La pretensión de desaparecer el fuero militar, bajo el pretexto de otorgarle a las fuerzas armadas la “seguridad” para que puedan desempeñar eficazmente sus labores en el combate a la delincuencia, es inaceptable.
Recientemente, la Suprema Corte de Justicia, luego de un muy prolongado litigio, ha ordenado atenerse al espíritu original de la Constitución, esto es, que cuando elementos militares se vean involucrados en hechos criminales y se vean afectados ciudadanos civiles, la investigación y la sanción corresponderán a la autoridad civil.
La intención de convertir al ejército en una fuerza policíaca, además de ser el reconocimiento de las autoridades civiles de su fracaso en la preservación de la seguridad pública en el país, es prueba evidente de su carencia de una adecuada política gubernamental para combatir al tráfico de drogas.
Pero, por otro lado, intentar convertir a las fuerzas armadas en agrupamientos policíacos -lo cual ya ha ocurrido en diversos momentos, de manera parcial- no ha arrojado los resultados que se arguye han obtenido los cuerpos militares.
El fracaso gubernamental en el combate al tráfico de drogas es de todo el Estado, no es exclusivo de las fuerzas policíacas, en ese combate han fracasado, también, las fuerzas armadas pues los resultados, a lo largo de más de una década, son desconsoladores: Ni el tráfico de drogas ha disminuido, ni se ha elevado de manera inusitada el precio de las drogas en las calles de las ciudades norteamericanas -lo que implica que la oferta no ha bajado-; ni la ola homicida ha amainado en todo el país, pues el número de ejecuciones ya rebasa las cifras del sexenio anterior.
Todo lo anterior a pesar de que se encuentran encarcelados, o desaparecidos, los jefes de los principales grupos criminales, cuyas estructuras operativas y financieras siguen intactas.
En cualquier otra nación del mundo en la que se hubiese desactivado -por cualquier vía- a tales porcentajes de los jefes criminales y desarticulado las estructuras criminales se habrían presentado considerables disminuciones en la incidencia delictiva. No ocurre así en México a pesar del involucramiento de las fuerzas armadas y de la participación de todas las policías en ello.
Más aún, la degradación del entramado social es terrible, es de tal magnitud que ya existen regiones del país en las que el daño pareciera irreversible. Cosa semejante ocurre con la mayor parte de las policías municipales y estatales, además del poder judicial, en los dos ámbitos, el federal y el estatal.

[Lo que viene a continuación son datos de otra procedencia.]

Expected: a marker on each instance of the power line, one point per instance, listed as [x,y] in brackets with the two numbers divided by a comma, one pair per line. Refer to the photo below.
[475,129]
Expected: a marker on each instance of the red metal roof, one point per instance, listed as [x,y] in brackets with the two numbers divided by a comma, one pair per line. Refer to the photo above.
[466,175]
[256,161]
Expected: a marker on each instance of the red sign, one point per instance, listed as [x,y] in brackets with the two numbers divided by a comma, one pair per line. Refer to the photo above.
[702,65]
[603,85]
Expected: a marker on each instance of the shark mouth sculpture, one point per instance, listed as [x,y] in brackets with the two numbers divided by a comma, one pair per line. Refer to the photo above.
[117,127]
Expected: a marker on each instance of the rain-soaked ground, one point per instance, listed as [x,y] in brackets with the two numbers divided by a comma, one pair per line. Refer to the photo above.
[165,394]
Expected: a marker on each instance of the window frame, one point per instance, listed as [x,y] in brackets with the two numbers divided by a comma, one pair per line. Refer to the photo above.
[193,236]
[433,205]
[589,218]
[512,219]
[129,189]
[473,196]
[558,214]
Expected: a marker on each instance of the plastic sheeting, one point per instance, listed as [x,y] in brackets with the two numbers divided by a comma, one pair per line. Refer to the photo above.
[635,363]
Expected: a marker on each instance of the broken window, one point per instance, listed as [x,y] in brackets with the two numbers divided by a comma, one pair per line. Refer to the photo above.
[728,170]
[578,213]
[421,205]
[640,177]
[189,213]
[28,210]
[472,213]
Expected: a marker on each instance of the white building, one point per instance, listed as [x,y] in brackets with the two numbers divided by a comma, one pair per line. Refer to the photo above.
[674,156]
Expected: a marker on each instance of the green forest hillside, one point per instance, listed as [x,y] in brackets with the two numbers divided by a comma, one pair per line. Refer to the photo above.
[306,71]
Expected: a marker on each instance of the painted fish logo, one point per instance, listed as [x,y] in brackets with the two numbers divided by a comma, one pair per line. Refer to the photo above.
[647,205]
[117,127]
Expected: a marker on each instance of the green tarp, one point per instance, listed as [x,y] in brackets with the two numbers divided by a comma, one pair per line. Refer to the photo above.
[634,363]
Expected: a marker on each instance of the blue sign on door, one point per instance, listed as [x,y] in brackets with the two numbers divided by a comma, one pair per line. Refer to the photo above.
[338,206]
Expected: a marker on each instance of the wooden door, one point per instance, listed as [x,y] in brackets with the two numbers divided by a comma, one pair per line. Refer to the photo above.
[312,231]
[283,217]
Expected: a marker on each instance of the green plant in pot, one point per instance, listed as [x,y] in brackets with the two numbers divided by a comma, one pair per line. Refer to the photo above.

Por si fuera poco, el involucramiento de las fuerzas armadas ha arrojado uno de los resultados más lamentables, el de que crecientemente aparecen, algunos de sus elementos y mandos, en más hechos ilegales, que han llegado hasta su participación en masacres que han cimbrado al país y a la comunidad internacional.
Un aspecto esencial de la reforma buscada, tanto por el Presidente Peña, como por el General Cienfuegos, Secretario de la Defensa Nacional, estriba en el cambio de los requerimientos legales para la suspensión de las garantías constitucionales. Pretenden desaparecer la obligación de someter al Congreso de la Unión la aprobación de la suspensión y la delimitación precisa del tiempo de suspensión. Desean que ese “trámite” sea sustituido por el criterio de los jefes militares, los que le informarían al Secretario de Gobernación de tales características de la participación militar.
La intención es total, proponen que los cuerpos militares también posean las facultades hasta hoy restringidas al Ministerio Público, es decir, a la autoridad civil.
No es difícil conjeturar que podríamos enfrentarnos a verdaderos retos de la militarización de amplias zonas geográficas y, también, de la sociedad toda.